Er hatte lichtes, weißes, fast silbernes Haar, das wirr in alle Richtungen zeigte. Auf seinem Nasenrücken trug er eine randlose Lesebrille, durch welche er auf ein paar Blätter starrte, die lose vor ihm auf dem Tisch lagen. Ein Messingschild mit dem Namen „ Dr. Schreiber“ stand daneben.
Florian trug Jeans und ein weißes T-Shirt. Er sah blass und abgemagert aus, mit müden Augen und herabhängenden Schultern. Seine Hände lagen kraftlos, zusammengefaltet in seinem Schoß.
Seit gefühlten zehn Minuten hatte er so dagesessen und Dr. Schreiber angestarrt, während dieser die Akten studierte und immer wieder kurz aufblickte, um ein kurzes „mhm“ von sich zu geben und seine Brille zurechtzurücken.
Nun schien er das letzte Blatt gelesen zu haben und lehnte sich langsam zurück. Er legte die Papiere vor sich ab, nahm die Brille von der Nase und begann an einem der Bügel herumzunagen.
Mit ruhiger, tiefer Stimme nahm er das Gespräch auf:
„Nun, mein lieber Herr Schneider, wie fühlen sie sich heute“?
Florian zuckte zusammen.
„Entschuldigung, was sagten sie“?
„Ich erkundigte mich nach ihrem heutigen Befinden“, wiederholte Dr. Schreiber verständnisvoll.

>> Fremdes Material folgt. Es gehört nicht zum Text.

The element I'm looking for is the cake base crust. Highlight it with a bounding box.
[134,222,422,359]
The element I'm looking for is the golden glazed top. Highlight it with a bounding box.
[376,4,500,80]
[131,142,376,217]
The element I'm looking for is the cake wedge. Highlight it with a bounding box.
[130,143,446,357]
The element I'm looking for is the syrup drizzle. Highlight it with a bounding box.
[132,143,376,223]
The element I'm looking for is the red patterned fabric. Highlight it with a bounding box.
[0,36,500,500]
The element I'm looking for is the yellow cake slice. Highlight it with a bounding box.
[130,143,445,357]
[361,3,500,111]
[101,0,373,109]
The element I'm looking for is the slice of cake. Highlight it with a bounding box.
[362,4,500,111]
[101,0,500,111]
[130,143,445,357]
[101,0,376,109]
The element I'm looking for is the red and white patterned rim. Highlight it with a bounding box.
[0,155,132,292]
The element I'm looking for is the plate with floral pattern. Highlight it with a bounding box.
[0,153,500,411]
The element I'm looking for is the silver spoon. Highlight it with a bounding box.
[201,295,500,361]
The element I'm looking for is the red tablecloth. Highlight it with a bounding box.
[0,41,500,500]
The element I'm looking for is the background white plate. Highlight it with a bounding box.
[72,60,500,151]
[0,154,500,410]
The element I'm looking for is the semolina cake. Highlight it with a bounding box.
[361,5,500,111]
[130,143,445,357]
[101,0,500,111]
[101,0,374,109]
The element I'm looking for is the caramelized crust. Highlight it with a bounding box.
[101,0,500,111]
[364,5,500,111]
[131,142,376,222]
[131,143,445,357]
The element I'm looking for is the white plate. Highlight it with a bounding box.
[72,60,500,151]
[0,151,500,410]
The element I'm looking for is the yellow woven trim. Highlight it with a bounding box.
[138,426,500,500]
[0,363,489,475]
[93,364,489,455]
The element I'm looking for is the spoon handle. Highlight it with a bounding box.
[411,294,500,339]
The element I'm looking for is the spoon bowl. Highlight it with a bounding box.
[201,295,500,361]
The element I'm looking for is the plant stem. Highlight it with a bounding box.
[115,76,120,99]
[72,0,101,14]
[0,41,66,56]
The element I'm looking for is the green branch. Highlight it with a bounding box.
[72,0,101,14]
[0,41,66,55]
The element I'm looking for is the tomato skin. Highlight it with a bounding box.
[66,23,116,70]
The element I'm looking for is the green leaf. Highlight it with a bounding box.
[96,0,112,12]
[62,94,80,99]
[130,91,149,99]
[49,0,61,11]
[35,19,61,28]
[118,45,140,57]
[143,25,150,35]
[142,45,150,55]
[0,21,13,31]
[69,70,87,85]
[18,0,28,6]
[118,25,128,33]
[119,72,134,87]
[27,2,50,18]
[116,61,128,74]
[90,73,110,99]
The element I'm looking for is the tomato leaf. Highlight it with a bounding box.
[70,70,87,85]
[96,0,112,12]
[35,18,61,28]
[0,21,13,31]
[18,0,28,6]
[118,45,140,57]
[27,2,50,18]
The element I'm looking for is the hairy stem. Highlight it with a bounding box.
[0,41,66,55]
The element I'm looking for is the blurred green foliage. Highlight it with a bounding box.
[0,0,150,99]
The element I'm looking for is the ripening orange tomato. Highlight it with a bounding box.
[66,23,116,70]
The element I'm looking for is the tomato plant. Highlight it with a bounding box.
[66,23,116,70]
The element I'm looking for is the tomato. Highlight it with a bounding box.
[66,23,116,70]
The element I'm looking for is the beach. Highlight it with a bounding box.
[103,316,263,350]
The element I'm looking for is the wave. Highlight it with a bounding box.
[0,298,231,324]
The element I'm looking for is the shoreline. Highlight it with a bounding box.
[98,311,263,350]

„Ah - ja. Es geht mir besser“.
„Nur besser, Herr Schneider“?
Florian schien sich nun mehr zu konzentrieren, richtete sich auf und korrigierte seine Worte:
„Nein, es geht mir heute viel besser. Danke der Nachfrage. Wie geht es ihnen“?
Dr. Schreiber setzte die Brille zurück auf seine Nase und ließ seinen Blick abermals über die vor ihm liegenden Blätter gleiten.
„Mir geht es auch sehr gut“.
Erneut verging eine ganze Weile, ohne dass einer der beiden etwas sagte.